Chapeau aux effrontés

Le coup d’envoi de l’édition 2020 du Festival Kiltir ek Langaz Kreol Morisien, avec une conférence dans la matinée du samedi 5 décembre à l’hôtel Labourdonnais à Port-Louis, a été très riche en enseignements sur comment les choses se passent sur le terrain. Ce qui a été rapporté et décrit durant cette conférence par des enseignants du Kreol Morisien travaillant dans les collèges d’État est un élément extrêmement pertinent pour tous ceux qui s’intéressent au phénomène des langues en société. Ainsi, les profs racontent qu’au retour des fiches pour le choix de sujets en Grade 10, certaines matières ont été biffées et remplacées à la plume par ‘Kreol Morisien’ par les élèves. Chapeau à ces effrontés ! C’est la démonstration pure et simple du mécontentement généralisé. Il n’y a pas eu de débordement tel que sit-in, grèves ou autres formes de protestation habituelle mais il y a eu un sentiment d’affirmation chez nos jeunes. S’ils sont encore trop jeunes pour comprendre tous les enjeux, cependant l’action qu’ils ont posée montre que nous n’avons aucune raison de désespérer de nos jeunes. Aussi, les profs du primaire et du secondaire ont expliqué comment le Kreol Morisien est une matière de plus en plus prisée par les parents. Ils disent que tous les élèves doivent avoir la possibilité d’étudier le Kreol Morisien et non pas qu’ils aient à choisir entre le Kreol Morisien ou les langues orientales. La question de médium a inévitablement surgi durant la discussion. Il y a eu un plaidoyer pour le Kreol Morisien comme médium d’enseignement pour les matières non-langues telles que les mathématiques, le civisme, la sexualité entre autres. Cela en dit long sur l’avenir de cette langue au sein de l’école.

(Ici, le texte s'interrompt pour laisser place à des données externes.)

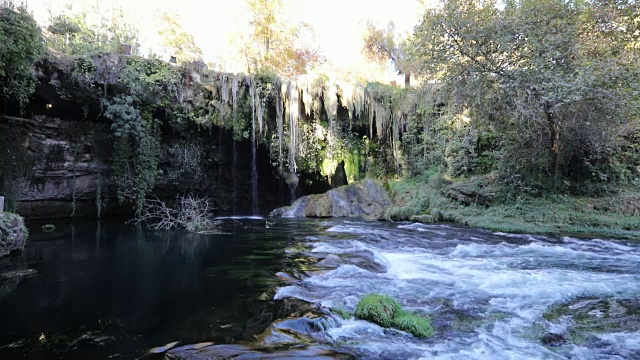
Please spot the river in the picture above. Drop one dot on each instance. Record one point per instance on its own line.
(108, 290)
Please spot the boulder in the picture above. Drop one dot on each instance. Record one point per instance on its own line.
(366, 199)
(13, 233)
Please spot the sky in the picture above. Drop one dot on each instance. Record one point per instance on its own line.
(338, 24)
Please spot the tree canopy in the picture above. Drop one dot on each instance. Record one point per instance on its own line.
(274, 45)
(558, 77)
(20, 46)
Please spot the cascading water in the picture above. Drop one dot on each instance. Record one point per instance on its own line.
(254, 162)
(487, 294)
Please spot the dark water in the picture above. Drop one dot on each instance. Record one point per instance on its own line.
(109, 290)
(141, 288)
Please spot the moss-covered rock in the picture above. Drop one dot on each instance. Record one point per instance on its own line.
(385, 311)
(13, 233)
(378, 309)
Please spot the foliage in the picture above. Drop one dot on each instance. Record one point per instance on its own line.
(612, 217)
(177, 42)
(21, 45)
(558, 91)
(383, 45)
(136, 149)
(273, 45)
(387, 312)
(90, 31)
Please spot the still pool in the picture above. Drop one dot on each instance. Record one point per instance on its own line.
(270, 287)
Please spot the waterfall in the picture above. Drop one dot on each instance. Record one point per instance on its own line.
(279, 110)
(233, 178)
(254, 164)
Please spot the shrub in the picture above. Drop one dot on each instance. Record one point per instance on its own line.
(379, 309)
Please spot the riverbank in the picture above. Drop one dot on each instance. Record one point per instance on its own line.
(480, 202)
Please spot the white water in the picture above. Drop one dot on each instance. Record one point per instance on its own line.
(501, 283)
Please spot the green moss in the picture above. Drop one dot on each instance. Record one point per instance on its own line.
(341, 312)
(387, 312)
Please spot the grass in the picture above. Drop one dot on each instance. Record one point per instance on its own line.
(387, 312)
(427, 202)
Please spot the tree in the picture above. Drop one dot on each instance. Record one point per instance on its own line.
(72, 33)
(20, 46)
(178, 42)
(382, 45)
(275, 46)
(531, 68)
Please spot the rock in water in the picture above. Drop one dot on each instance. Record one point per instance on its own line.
(13, 233)
(366, 199)
(551, 339)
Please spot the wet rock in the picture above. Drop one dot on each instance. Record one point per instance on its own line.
(13, 233)
(245, 352)
(90, 340)
(551, 339)
(366, 199)
(17, 273)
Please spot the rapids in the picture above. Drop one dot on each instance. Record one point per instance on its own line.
(485, 292)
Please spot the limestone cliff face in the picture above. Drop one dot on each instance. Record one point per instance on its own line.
(54, 166)
(13, 233)
(57, 168)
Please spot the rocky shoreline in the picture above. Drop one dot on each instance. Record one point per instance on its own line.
(13, 233)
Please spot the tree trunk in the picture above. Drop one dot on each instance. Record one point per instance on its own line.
(554, 143)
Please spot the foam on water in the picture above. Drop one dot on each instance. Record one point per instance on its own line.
(517, 277)
(239, 218)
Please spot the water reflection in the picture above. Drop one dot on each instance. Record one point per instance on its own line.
(142, 287)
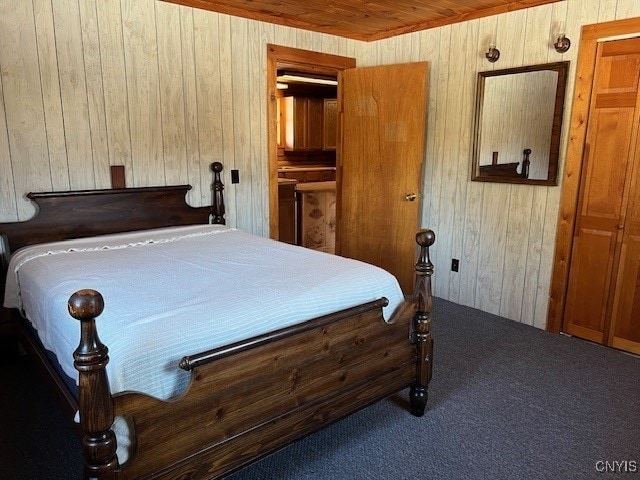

Kreol Viva à la University of Kansas

L’avenir, il est du côté de ce qui se pense et se dit à l’Université de Kansas. Quelle heureuse coïncidence, dirions-nous, que durant le Festival Kreol (du 5 au 13 décembre), notre compatriote Nicolas Natchoo, chargé de cours au Mauritius Institute of Education (MIE), soutenait sa thèse de doctorat sur le Kreol Morisien dans la soirée du 9 décembre par un viva sur zoom. Tous ceux qui eurent l’honneur d’assister à ce viva réalisent à quel point le Kreol Morisien reste un élément incontournable dans l’île Maurice en devenir. La thèse du doctorant a pour titre : ‘A creolizing curriculum:multicultural education, ethnopolitics and teaching Kreol Morisien’. La question du curriculum Kreol Morisien est posée dans toute sa complexité par le jeune doctorant mauricien. La problématique se résume dans cette phrase qu’on relève dans son ‘abstract’: ‘Kreol Morisien […] that unsettles the official categorizations of culture and ethnic identity long represented as stable, bounded and fixed by cultural curriculum’. Le verbe ‘unsettles’ dit bien que le Kreol Morisien bouleverse les catégorisations bien étanchées. C’est probablement tout cela qui est derrière cet oubli-bavure du Kreol Morisien sur la liste des sujets pour la Grade 10.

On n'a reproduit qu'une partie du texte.